Here's everything that went down in the ending of Squid Game Season 2, and what to look forward to when the series returns.

Squid Game Season 2 Ending Explained

Player 456 has returned

Season 2 of Squid Game picks right back from where Season 1 left off, with Gi-hun choosing not to get on a plane to America, joining his estranged daughter and leaving the games behind. Instead, he spends the next two years using his bottomless winnings to fund a massive operation to find the island-based location of the games. When he's put in front of the Front Man (Lee Byung-hun) on Halloween Night, Gi-hun decides to put himself back in the fray, vowing to the new boss, "I'll show you the world doesn't always go the way you want it to."

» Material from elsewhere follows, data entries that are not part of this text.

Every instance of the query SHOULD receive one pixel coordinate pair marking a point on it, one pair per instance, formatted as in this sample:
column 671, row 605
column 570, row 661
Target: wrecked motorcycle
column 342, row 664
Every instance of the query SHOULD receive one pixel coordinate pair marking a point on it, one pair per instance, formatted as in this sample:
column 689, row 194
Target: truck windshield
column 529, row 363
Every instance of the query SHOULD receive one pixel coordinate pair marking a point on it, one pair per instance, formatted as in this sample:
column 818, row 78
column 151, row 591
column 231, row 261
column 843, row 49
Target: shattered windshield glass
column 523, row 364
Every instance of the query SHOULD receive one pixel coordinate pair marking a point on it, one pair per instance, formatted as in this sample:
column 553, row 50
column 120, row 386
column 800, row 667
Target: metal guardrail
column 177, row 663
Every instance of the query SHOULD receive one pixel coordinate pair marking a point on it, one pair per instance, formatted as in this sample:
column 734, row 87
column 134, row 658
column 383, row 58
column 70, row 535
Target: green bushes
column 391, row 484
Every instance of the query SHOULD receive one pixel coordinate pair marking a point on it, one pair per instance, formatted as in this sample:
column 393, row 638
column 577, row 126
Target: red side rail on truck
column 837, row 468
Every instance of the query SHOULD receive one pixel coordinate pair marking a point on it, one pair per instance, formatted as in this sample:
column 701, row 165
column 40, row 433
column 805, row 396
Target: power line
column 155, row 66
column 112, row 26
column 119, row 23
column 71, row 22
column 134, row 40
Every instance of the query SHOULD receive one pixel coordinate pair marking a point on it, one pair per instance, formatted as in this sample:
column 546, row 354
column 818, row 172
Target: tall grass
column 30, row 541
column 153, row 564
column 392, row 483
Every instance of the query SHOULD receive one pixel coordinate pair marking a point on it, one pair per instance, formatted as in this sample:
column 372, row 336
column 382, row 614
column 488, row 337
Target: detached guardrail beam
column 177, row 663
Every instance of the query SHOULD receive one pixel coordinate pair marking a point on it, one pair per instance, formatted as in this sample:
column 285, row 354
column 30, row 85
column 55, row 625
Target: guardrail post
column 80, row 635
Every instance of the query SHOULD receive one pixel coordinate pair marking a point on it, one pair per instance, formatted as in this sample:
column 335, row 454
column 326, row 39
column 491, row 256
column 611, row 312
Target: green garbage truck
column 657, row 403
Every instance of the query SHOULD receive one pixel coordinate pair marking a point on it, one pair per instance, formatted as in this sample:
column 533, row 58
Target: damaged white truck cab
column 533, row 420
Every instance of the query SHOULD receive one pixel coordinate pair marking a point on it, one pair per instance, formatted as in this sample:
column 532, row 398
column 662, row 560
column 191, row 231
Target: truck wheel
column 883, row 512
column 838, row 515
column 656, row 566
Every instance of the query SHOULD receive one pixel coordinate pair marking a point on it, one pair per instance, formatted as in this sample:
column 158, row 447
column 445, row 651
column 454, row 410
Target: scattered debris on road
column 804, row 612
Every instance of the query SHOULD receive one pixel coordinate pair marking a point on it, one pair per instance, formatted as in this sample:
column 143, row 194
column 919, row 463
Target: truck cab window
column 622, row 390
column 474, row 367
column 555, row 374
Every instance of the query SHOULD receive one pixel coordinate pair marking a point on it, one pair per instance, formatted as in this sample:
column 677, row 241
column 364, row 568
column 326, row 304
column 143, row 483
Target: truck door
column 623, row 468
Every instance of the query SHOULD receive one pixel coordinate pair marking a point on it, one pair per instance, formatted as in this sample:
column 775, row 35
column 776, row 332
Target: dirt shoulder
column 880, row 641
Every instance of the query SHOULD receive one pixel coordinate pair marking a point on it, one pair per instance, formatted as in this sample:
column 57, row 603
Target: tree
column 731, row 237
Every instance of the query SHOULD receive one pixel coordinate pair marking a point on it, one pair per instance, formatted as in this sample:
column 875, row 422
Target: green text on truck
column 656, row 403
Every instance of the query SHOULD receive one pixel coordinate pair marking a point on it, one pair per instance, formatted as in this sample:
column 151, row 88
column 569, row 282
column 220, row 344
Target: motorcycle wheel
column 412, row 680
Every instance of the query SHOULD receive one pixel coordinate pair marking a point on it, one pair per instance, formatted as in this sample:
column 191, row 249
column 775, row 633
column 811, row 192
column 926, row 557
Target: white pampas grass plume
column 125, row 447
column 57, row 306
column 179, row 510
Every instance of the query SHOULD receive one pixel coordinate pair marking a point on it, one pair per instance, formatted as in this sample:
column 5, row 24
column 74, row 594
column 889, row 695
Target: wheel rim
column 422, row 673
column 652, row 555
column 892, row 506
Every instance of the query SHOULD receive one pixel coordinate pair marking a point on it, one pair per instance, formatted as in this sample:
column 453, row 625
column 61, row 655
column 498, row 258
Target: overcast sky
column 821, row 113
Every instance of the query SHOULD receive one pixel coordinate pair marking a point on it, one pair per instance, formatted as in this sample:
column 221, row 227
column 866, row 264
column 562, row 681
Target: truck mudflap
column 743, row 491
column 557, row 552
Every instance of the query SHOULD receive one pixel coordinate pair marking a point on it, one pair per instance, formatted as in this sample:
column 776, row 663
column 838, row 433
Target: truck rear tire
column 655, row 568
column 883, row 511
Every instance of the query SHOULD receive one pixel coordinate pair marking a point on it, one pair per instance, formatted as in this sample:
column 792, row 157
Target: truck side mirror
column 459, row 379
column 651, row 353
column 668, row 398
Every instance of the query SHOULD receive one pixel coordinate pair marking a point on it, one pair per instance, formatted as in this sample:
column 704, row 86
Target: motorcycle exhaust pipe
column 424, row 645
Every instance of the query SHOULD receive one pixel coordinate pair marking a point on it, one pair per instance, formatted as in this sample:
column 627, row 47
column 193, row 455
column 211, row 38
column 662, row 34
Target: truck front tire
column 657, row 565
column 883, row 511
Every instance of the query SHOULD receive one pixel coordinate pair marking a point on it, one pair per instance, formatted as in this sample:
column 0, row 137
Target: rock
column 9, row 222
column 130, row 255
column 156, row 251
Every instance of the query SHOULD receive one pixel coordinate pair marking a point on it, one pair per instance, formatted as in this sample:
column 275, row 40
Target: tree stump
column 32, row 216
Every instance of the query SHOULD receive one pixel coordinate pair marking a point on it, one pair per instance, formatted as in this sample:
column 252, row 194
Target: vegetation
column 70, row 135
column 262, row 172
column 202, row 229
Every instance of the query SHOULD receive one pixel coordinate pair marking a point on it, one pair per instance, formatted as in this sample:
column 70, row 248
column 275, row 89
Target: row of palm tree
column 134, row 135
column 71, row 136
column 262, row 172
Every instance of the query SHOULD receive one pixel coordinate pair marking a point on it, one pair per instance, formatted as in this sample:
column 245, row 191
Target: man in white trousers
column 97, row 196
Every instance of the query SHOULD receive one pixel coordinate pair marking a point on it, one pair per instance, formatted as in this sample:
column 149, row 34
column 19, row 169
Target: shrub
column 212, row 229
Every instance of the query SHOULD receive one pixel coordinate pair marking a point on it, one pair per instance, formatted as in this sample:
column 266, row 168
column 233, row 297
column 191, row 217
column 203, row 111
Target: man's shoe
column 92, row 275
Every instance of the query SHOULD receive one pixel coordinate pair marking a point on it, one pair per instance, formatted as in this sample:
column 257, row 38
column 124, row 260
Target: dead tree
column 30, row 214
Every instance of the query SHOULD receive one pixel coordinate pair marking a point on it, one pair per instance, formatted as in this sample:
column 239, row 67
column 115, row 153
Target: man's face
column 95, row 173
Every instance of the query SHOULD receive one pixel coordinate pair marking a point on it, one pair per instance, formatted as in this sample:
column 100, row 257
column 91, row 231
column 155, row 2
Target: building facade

After every game, the remaining players would vote as to whether to continue, or terminate the games (like we saw being invoked in the second episode of the series). If the majority voted to end the game, not only would they cease, but each player would go home with their share of the prize pool. Each time those people stepped forward in front of those flashy X and O buttons, they were weighing out just how far they would go, whether they would put their necks on the line–and the necks of many others–for the chance at a bigger piece of the pie.

'Squid Game' Season 2

No Ju-han/Netflix

Gi-hun storms the castle, and loses

That indeed plays out in several bloody skirmishes across the last two episodes of Season 2. A bathroom bout takes out antagonist Player 230, AKA "Thanos" (Choi Seung-hyun), putting everyone on edge. That night, the "O" players mount an all-out assault on their opposition, slaughtering them in their beds. As gruesome of a sight it is, Gi-hun and his allies hold strong, hidden away, waiting to make their move.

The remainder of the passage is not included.